# Might be helping a buddy with a small logging job



## Fuzly (Nov 12, 2007)

Long story short, buddy does caretaker work for a summer home, landowner wants to know why his red pines, which have been there for years stopped growing, buddy tells him they are way too close together and need to be thinned, landowner wants to know if buddy can thin them, he says sure and asks me to help.

We both are firewood cutters and cut some pulp when growing up and feel we are ready for this. Just not sure where to begin.

Is there a market for this wood?
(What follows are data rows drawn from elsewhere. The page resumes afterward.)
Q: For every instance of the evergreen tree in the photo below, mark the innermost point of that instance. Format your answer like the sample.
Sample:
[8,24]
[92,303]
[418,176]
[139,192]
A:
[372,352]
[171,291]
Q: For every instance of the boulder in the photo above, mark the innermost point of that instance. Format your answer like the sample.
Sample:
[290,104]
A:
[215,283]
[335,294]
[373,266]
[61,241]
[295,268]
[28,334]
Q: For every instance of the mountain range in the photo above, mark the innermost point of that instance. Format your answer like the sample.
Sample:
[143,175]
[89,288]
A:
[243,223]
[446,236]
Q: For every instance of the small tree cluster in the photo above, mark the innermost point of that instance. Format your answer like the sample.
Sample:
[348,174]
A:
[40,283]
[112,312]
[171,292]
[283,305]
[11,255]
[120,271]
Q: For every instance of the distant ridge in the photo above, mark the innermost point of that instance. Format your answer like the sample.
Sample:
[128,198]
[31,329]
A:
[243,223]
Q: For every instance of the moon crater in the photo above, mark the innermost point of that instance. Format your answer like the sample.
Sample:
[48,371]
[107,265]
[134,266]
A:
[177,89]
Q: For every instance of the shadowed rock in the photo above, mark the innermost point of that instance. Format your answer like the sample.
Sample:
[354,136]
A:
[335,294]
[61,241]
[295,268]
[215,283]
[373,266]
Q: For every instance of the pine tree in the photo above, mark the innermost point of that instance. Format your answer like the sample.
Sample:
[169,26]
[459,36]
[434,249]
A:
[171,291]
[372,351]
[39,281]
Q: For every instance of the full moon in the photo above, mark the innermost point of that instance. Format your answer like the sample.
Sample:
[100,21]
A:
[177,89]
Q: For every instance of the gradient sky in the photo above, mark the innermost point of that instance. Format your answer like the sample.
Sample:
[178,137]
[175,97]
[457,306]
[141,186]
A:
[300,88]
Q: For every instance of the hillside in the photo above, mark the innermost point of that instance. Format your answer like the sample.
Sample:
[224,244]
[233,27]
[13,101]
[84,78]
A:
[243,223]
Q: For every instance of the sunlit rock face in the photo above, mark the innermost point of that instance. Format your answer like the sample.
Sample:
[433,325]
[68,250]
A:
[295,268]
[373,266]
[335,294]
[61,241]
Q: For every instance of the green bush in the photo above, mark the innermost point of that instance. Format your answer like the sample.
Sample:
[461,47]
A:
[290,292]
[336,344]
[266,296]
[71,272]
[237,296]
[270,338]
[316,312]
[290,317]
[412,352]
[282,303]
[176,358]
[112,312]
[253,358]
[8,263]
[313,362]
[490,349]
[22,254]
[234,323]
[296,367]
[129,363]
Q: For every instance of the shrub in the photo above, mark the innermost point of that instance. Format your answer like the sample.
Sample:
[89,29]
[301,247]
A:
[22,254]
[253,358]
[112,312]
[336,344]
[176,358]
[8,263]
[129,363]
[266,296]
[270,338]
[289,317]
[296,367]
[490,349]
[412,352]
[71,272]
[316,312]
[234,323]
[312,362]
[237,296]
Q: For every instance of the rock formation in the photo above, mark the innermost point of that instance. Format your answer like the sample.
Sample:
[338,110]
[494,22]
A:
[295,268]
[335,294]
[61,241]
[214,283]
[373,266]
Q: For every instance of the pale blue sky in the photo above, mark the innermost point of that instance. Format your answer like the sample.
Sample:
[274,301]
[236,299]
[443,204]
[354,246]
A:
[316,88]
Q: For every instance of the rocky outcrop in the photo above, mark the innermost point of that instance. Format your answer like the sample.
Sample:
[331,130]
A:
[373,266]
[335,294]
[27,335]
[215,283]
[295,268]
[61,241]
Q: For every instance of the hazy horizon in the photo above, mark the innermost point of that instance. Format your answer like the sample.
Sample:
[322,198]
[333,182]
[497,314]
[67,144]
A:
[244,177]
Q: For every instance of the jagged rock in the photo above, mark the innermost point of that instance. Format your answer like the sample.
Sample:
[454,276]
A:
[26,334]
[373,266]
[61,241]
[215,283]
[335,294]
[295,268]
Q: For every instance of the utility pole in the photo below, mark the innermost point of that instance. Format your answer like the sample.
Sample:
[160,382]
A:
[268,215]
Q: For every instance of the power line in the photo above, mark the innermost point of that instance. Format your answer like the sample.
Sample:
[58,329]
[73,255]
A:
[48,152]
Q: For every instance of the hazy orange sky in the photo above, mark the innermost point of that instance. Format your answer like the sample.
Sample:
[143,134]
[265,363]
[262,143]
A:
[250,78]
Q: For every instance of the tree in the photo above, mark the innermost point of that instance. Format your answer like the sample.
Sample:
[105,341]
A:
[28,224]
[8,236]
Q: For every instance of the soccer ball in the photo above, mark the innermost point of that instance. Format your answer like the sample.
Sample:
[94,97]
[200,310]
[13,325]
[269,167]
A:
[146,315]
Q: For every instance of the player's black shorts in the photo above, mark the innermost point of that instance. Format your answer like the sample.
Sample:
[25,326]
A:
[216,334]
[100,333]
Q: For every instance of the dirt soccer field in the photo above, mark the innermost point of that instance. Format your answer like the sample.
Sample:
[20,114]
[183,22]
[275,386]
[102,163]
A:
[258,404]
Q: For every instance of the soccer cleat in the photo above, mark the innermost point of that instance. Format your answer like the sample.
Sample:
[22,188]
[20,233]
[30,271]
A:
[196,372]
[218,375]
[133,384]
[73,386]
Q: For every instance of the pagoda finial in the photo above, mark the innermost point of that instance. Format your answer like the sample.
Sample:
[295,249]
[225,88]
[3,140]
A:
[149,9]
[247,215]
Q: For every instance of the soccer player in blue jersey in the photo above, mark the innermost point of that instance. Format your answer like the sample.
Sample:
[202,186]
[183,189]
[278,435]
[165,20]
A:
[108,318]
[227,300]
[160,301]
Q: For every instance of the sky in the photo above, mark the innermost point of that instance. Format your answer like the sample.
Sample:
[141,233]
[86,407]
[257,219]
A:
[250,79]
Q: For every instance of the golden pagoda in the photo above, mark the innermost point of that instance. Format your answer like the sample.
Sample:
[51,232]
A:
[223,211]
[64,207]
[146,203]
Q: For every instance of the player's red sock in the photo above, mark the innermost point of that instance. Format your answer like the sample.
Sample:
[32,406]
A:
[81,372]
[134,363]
Trees are nice and straight, no limbs on the bottom, but diameter is small from the crowded conditions. Could get 2x4s out of them but probably nothing much bigger.

Would it be possible to sell to a local small mill, or maybe consult with a local logger? They are on either side of a nice, wide access road. We could pull them out to the road with an atv or small tractor, but don't have a way to transport them. I would think it would be pretty easy for a grapple truck to pick them up from the road.

When is the best time to harvest them? It would be a good winter job for us and have them ready early spring.

Thanks in advance for any help or suggestions.


----------



## Jacob J. (Nov 12, 2007)

Your first step is going to be looking for a buyer for the wood. This could be a local mill or a private woodworker type with their own equipment. With wood that small I'm guessing you're not going to find many interested buyers. Perhaps there's a pole market in your area for fencing? Or these could go to a pulp plant.

What kind of acreage are you dealing with? How many stems per acre are you cutting?


----------



## Husky137 (Nov 12, 2007)

In the Northeast you would be looking at poles,ties,pulp or burner chips. Not much of a market for red pine lumber.


----------



## Fuzly (Nov 12, 2007)

Thanks guys,

I can't think of anybody who buys/makes poles in the area.

Of course, we're in the land of paper mills, so our best bet may be selling them for pulp.

I guess I kind of jumped the gun on posting since I haven't been out there to look it over yet, but I was anxious to get some ideas.

My friend says about 10 acres, don't know how many stems per acre yet.


----------



## clearance (Nov 12, 2007)

Every time I ever spaced (thinned), it just stayed where it layed.


----------



## Fuzly (Nov 12, 2007)

That's a definite possibility. We're just trying to make a few bucks for the guy if we can, but he does pretty darn good on his own.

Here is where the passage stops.